It’s January – time for New Year’s resolutions – and especially after surviving 2020, many of us are looking for a change.

Some have no choice. We have lost jobs, businesses, or loved ones, and we need a new start.

Others have the luxury of choosing. We have realized that a fancy job title is less important than time with family and friends. Maybe exercising to fill time has morphed into a goal for a healthier lifestyle.

New Year’s, New You?

The beginning of the year feels like the right time to start afresh. We toss out old bills, sort out our tax papers, clean out our closets and look to the future. We decide what to keep and what to change about ourselves as well as our possessions. We set goals for the year and call them New Year’s Resolutions, as if naming them will give us the resolve to stick with them. Almost everyone’s list of New Year’s Resolutions includes some version of getting fit, taking control of finances, and learning something new.

Whatever your change and whatever your reason, I salute you. Growing, changing and improving keeps life interesting. Controlling change in part of your life can give you the resilience to adapt to changes you don’t see coming.

I also want to warn you. Superficial change is a waste of energy. It’s like spending the summer nurturing a garden, only to let the vegetables rot on the vine in the fall. Don’t let that happen to you.

Here are 3 things that you can change in 2021, that will not change your life. They won’t get you any closer to your new goals, or to your dreams. Unless you address what lies behind them.

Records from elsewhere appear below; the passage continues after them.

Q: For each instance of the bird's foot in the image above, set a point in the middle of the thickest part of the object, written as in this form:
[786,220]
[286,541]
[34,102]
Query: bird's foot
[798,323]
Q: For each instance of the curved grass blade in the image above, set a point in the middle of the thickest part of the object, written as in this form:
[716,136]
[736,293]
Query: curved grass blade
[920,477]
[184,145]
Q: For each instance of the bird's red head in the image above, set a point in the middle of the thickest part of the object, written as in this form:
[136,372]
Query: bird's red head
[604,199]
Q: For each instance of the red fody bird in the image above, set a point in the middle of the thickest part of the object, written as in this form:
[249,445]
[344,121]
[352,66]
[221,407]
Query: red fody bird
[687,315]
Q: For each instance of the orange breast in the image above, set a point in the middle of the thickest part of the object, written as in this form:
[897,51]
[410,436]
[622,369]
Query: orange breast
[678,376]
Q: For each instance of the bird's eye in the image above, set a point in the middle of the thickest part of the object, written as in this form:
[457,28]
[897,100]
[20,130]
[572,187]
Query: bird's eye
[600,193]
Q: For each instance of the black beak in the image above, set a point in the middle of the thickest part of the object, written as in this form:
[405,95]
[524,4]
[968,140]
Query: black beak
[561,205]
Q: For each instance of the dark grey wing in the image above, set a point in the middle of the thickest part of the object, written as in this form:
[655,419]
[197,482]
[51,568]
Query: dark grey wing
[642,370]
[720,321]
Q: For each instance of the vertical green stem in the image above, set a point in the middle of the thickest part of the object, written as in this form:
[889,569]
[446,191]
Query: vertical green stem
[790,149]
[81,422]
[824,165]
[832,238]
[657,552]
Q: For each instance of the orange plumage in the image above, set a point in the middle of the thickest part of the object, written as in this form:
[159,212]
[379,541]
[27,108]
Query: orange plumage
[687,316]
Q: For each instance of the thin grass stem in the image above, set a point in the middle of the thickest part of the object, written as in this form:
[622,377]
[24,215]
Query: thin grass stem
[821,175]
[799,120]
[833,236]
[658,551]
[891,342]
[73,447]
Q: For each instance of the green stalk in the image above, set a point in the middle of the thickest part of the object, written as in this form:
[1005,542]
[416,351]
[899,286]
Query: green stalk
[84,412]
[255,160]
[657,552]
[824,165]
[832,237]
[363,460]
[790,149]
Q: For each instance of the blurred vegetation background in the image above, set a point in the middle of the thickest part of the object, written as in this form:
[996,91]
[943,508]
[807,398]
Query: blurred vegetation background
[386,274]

Superficial change is  like nurturing your garden all summer then letting the vegetables rot on the vine in the fall.

Find a new look – or look beyond appearance

Starting the year with some form of a new look is on almost everyone’s list. Whether it’s finally losing those last 10 pounds, covering your first gray hairs, or doing a wardrobe makeover with a professional stylist, changing your appearance can feel like emerging from a chrysalis and spreading your butterfly wings. The right look really can make you feel like a new person.

Just be sure you know why you are making that change. A new look doesn’t change who you are. If you hate your job in your boring blue suit, you will hate it just as much in a deconstructed khaki blazer. And that stylish new bob won’t make you any braver.

Meaningful change requires you to work on your inside, not just your outside. Instead of expecting a new suit to get you a raise, focus on how to ask for one effectively and then do it. Hate your job? Look for a new one, and wear that blazer for the interview.